Solana’s SOL cryptocurrency has experienced tremendous growth, rising by more than 50% in just two weeks. Data shows that buyers from Coinbase, a digital asset exchange listed on Nasdaq, played a major role in driving up the price of SOL. Cumulative Volume Delta (CVD) on Coinbase has increased significantly, indicating net inflows into SOL. This suggests that institutions may be actively bidding to buy SOL through Coinbase. Coinbase’s leadership in the SOL market follows VanEck’s bullish forecast, which notes that the price of SOL could reach $3,200 by 2030. However, despite the price increase, SOL cross-chain activity has not seen a corresponding increase. The total value of assets locked in Solana-based DeFi protocols has actually declined, indicating a gap between price and usage.
Coinbase Buyers Fuel Solana’s SOL Rally
Overview of Solana’s recent rally
Solana’s cryptocurrency, SOL, has seen significant growth, rising more than 50% in just two weeks. This rise in prices has caught the attention of many investors and analysts who are trying to understand the factors driving this upward momentum.
Coinbase as a significant source of bullish pressures
Coinbase has become a significant source of upward pressure on Solana, according to data tracked by Kaiko. Kaiko data shows that there was a net capital outflow at Coinbase, indicating increased buying pressure on SOL. This influx of capital played a decisive role in increasing the price of the cryptocurrency.
Explanation of cumulative volume delta (CVD)
To understand buying and selling pressures in the market, analysts often rely on the Cumulative Volume Delta (CVD) measure. CVD is calculated as the net difference between the volume of purchases and sales for a given period. It gives an idea of the overall bullish or bearish sentiment in the market.
Comparison of CVD on different exchanges
Analyzing CVD across different exchanges can help identify the platforms where the majority of buying or selling occurs. In the case of SOL, CVD on Coinbase saw significant growth, indicating a higher percentage of purchase volume compared to other exchanges. Binance and Kraken also showed positive CVD, while Upbit showed negative CVD, indicating a higher percentage of sales volume.
Institutions bidding for SOL through Coinbase
The average order size on Coinbase was significantly larger compared to other exchanges, indicating the potential for institutional participation in purchasing SOL through Coinbase. This indicates that large institutional players are actively bidding to buy SOL on the Nasdaq-listed exchange.
VanEck’s bullish case scenario for SOL
Institutional asset manager VanEck released a report outlining an optimistic scenario for SOL. The report indicates that the price of SOL could reach $3,200 by 2030. This forecast is based on the assumption that Solana will become the first blockchain network to support applications with more than 100 million users.
Impact of SOL’s price gains on on-chain activity
Despite the astonishing rise in SOL prices, online activity has not shown the same level of enthusiasm. The total value of assets locked in Solana-based decentralized finance (DeFi) protocols has declined over the past two weeks. This decline in total value locked (TVL) is concerning as TVL is often used as a measure of smart contract usage and general activity on the platform.

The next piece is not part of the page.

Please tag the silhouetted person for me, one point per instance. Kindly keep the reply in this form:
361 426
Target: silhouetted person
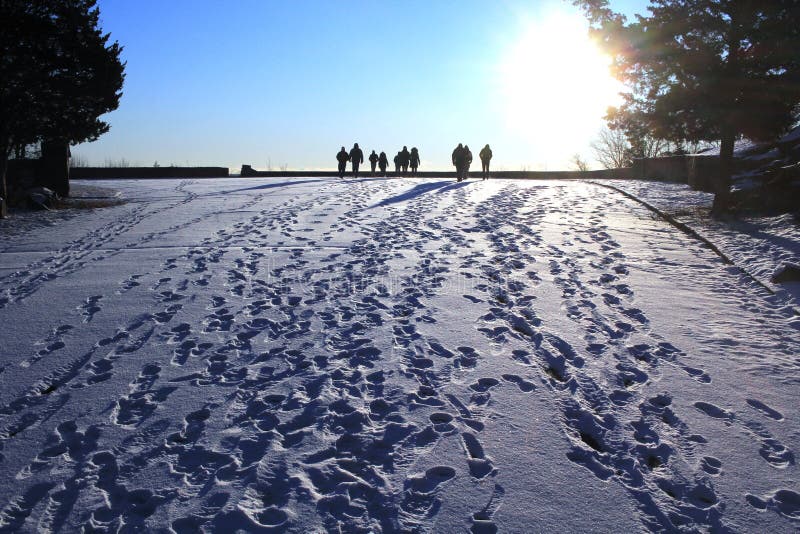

Decline in assets locked in Solana-based DeFi protocols
According to DefiLlama, TVL in Solana-based DeFi protocols fell from 12.03 million soles to 10.23 million soles in just two weeks. This is the lowest TVL value since April 2021. While TVL is not a perfect metric, it does indicate a decline in smart contract usage and activity on Solana.
Increase in volume on Solana-based decentralized exchanges
While the decline in TVL is concerning, trading volume has increased on Solana’s decentralized exchanges. However, this increase in volume alone is not enough to justify the significant price increases seen by SOL. Analysts are closely monitoring the relationship between price increases and online activity to assess the sustainability of SOL’s growth.

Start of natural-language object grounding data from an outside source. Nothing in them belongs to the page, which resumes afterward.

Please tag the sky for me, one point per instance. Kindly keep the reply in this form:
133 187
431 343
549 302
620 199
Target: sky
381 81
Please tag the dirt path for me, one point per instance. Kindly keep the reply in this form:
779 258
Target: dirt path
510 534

Analyst’s observation on price gains and on-chain activity
On-chain analyst Patrick Scott noted that the recent rise in SOL prices is not fully supported by on-chain activity. This suggests that the current rally may be driven by speculative buying rather than fundamentals. Analysts like Scott are closely monitoring online developments to determine how sustainable SOL’s bullish momentum is.

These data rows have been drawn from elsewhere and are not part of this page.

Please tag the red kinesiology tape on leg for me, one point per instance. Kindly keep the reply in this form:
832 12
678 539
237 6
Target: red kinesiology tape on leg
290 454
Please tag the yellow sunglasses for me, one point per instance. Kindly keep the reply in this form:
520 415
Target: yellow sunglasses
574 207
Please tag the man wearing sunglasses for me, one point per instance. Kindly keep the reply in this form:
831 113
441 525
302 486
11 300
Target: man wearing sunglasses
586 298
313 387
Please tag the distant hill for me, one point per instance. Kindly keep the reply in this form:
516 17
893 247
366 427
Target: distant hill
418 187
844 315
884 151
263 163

In conclusion, Solana’s recent SOL rally was mainly driven by buyers from Coinbase. The increase in CVD on Coinbase, coupled with the increase in average order size, indicates significant institutional participation in buying SOL. However, despite the impressive price growth, cross-chain activity, as measured by the decline in TVL value, did not show a corresponding increase. Analysts continue to monitor the relationship between price increases and online activity to assess the sustainability of SOL’s growth.